I have been quite annoyed by a Windows bug that causes a huge number of open-source command-line tools to choke on multi-byte characters at the Windows Command Prompt. The MSVCRT.DLL shipped with Windows Vista or later has been having big troubles with such characters. While Microsoft tools and compilers after Visual Studio 6.0 do not use this DLL anymore, the GNU tools on Windows, usually built by MinGW or Mingw-w64, are dependent on this DLL and suffer from this problem. One cannot even use ls to display a Chinese file name, when the system locale is set to Chinese.

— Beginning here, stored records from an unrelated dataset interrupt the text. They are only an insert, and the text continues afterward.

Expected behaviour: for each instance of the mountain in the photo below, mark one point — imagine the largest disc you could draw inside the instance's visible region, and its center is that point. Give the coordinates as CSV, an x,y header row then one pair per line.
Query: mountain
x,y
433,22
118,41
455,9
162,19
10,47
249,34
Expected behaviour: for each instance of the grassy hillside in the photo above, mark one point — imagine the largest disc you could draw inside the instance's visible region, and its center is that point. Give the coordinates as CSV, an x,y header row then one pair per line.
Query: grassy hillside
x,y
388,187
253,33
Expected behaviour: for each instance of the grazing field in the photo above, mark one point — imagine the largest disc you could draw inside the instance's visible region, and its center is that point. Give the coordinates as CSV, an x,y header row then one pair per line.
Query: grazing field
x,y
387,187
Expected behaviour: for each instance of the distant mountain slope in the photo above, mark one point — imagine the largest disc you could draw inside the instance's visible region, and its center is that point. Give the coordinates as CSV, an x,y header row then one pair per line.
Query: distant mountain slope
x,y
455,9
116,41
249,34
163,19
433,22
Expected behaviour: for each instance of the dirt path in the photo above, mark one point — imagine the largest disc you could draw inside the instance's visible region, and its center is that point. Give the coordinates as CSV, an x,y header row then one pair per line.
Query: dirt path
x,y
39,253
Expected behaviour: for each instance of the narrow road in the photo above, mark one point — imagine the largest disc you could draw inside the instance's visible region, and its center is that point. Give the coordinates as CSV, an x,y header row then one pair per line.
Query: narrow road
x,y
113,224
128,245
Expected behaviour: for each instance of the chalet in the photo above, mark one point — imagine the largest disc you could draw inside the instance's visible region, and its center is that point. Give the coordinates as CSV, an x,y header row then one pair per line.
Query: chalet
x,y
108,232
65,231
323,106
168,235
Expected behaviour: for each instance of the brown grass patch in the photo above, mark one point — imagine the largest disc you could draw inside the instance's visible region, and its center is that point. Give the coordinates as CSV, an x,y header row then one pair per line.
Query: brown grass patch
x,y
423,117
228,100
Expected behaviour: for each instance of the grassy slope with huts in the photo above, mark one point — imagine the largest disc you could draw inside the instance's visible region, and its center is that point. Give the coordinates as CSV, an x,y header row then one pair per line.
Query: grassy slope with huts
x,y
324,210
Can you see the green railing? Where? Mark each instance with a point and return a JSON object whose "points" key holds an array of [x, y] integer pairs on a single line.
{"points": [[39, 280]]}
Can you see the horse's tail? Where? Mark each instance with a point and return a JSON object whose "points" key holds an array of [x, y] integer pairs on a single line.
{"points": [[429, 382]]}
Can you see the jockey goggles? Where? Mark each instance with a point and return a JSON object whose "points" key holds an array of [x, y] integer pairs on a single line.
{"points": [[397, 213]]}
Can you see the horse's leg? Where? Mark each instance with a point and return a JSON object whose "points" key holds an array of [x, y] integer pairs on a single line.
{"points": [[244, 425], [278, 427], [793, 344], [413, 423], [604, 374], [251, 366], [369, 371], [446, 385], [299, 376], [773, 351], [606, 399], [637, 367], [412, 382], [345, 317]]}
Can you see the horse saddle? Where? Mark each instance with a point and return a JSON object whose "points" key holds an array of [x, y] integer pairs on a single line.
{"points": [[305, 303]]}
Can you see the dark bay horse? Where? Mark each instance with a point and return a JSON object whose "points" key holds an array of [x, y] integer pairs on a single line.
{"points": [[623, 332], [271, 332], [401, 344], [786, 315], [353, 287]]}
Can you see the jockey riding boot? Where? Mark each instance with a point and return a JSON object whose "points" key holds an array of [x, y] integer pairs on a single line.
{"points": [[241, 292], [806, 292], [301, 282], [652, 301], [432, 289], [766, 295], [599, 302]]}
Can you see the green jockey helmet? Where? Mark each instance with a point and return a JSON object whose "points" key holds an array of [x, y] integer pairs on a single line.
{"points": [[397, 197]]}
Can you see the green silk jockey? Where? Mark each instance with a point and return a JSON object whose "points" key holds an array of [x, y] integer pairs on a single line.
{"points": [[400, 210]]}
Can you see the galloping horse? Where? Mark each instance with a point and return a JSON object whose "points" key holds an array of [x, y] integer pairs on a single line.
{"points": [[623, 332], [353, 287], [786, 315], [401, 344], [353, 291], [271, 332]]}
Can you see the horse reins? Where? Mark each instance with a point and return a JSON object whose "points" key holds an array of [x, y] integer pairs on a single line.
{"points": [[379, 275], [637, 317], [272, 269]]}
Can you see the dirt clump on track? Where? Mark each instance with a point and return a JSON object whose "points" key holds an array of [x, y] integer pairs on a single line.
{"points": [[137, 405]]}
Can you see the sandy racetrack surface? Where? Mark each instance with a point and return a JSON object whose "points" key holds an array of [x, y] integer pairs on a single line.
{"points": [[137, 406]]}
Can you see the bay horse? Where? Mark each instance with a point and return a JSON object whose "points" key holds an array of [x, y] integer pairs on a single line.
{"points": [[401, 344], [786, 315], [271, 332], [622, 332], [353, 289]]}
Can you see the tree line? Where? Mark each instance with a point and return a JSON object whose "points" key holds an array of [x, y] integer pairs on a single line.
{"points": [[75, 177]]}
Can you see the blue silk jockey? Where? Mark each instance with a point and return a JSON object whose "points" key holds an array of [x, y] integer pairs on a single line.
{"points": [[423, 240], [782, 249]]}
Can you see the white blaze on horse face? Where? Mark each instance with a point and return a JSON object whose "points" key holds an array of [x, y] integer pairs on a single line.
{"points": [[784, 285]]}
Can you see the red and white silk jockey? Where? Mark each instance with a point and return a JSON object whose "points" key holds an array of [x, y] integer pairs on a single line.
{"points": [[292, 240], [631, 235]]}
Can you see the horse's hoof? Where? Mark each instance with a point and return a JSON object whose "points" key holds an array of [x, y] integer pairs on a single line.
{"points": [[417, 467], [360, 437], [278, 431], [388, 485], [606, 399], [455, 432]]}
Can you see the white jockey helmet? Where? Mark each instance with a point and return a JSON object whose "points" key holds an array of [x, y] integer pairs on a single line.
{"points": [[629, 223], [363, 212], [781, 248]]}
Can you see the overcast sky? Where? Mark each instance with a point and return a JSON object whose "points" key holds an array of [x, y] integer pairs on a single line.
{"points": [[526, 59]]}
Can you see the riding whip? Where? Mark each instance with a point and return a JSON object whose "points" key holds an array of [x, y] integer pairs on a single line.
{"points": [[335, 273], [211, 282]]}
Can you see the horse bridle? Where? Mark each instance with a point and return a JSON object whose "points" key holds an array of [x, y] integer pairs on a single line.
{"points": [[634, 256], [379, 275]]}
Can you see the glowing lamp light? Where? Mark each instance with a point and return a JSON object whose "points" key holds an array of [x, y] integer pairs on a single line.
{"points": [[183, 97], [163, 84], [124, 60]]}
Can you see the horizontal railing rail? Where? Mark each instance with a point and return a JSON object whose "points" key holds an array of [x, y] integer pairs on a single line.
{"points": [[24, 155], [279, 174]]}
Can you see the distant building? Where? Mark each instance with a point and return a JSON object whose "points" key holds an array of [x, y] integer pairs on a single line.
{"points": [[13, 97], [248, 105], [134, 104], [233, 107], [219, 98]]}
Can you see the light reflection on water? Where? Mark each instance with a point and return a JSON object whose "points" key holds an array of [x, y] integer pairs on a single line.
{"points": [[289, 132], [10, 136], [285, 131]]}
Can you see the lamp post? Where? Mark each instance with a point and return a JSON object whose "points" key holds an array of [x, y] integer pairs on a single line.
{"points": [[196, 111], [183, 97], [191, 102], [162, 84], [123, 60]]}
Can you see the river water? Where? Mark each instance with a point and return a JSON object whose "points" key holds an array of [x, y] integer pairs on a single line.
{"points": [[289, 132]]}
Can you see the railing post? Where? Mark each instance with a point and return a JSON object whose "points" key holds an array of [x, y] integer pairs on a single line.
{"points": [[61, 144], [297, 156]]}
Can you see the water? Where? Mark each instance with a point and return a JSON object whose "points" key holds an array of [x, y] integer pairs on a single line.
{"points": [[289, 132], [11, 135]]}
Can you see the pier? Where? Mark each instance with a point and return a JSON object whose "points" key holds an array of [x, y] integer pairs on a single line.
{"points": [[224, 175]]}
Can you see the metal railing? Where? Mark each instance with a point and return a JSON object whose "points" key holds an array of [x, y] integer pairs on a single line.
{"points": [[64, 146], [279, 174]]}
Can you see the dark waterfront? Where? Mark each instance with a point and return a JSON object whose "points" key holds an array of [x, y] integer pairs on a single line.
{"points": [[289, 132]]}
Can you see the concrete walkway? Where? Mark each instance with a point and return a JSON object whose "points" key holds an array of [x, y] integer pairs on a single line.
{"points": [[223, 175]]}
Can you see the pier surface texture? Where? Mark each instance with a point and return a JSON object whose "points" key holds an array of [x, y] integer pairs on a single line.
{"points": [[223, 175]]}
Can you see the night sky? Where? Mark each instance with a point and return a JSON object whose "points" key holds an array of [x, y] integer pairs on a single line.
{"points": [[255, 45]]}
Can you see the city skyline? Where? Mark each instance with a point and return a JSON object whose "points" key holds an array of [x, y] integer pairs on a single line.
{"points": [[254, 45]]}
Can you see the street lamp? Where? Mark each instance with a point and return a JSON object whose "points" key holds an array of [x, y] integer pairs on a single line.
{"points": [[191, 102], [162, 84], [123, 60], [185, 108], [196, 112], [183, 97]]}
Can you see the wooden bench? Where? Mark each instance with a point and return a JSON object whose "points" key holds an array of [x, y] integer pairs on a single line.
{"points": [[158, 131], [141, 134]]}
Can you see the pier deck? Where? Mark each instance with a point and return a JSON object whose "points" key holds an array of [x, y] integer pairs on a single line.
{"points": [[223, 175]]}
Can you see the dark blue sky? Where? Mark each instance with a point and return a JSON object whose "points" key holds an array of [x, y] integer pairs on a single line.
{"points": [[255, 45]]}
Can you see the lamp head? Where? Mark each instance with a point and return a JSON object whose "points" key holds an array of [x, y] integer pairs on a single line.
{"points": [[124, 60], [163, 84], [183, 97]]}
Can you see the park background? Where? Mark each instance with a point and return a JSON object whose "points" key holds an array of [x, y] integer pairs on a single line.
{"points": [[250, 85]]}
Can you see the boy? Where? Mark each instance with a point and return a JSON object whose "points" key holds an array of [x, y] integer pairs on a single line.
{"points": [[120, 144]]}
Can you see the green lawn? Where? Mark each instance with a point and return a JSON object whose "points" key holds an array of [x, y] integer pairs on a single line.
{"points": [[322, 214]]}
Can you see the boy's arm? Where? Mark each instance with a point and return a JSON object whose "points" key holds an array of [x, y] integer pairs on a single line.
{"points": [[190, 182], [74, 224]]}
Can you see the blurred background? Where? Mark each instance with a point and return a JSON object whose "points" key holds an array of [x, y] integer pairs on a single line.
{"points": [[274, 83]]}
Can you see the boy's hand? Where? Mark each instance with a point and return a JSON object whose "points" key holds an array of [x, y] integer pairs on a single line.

The following simple code snippet demonstrates the problem:

1
2
3
4
5
6
7
8
9
10
11
12
13
14
15
16
17
18
19
20
21
22
23
24
25
26
27
28
29
30
31
32
33
34
35
36
37
38
39
40
41
42
43
44
45
46
47
48
49
50
51
52
#include <locale.h>
#include <stdio.h>
 
char msg[] = "\xd7\xd6\xb7\xfb Char";
wchar_t wmsg[] = L"字符 char";
 
void Test1()
{
    char* ptr = msg;
    printf("Test 1: ");
    while (*ptr) {
        putchar(*ptr++);
    }
    putchar('\n');
}
 
void Test2()
{
    printf("Test 2: ");
    puts(msg);
}
 
void Test3()
{
    wchar_t* ptr = wmsg;
    printf("Test 3: ");
    while (*ptr) {
        putwchar(*ptr++);
    }
    putwchar(L'\n');
}
 
int main()
{
    char buffer[32];
    puts("Default C locale");
    Test1();
    Test2();
    Test3();
    putchar('\n');
    puts("Chinese locale");
    setlocale(LC_CTYPE, "Chinese_China.936");
    Test1();
    Test2();
    Test3();
    putchar('\n');
    puts("English locale");
    setlocale(LC_CTYPE, "English_United States.1252");
    Test1();
    Test2();
    Test3();
}

When built with a modern version of Visual Studio, it gives the expected output (console code page is 936):

Default C locale
Test 1: 字符 Char
Test 2: 字符 Char
Test 3: char Chinese locale
Test 1: 字符 Char
Test 2: 字符 Char
Test 3: 字符 char English locale
Test 1: ×?·? Char
Test 2: ×?·? Char
Test 3: char

I.e. when the locale is the default ‘C’, the ‘ANSI’ version of character output routines can successfully output single-byte and multi-byte characters, while putwchar, the ‘Unicode’ version of putchar, fails at the multi-byte characters (reasonably, as the C locale does not understand how to translate Chinese characters). When the locale is set correctly to code page 936 (Simplified Chinese), everything is correct. When the locale is set to code page 1252 (Latin), the corresponding characters at the same code points of the original Chinese characters (‘×Ö·û’ instead of ‘字符’) are shown with the ‘ANSI’ routines, though ‘Ö’ (\xd6) and ‘û’ (\xfb) are shown as ‘?’ because they do not exist in code page 936. The Chinese characters, of course, cannot be shown with putwchar in this locale, just like the C locale.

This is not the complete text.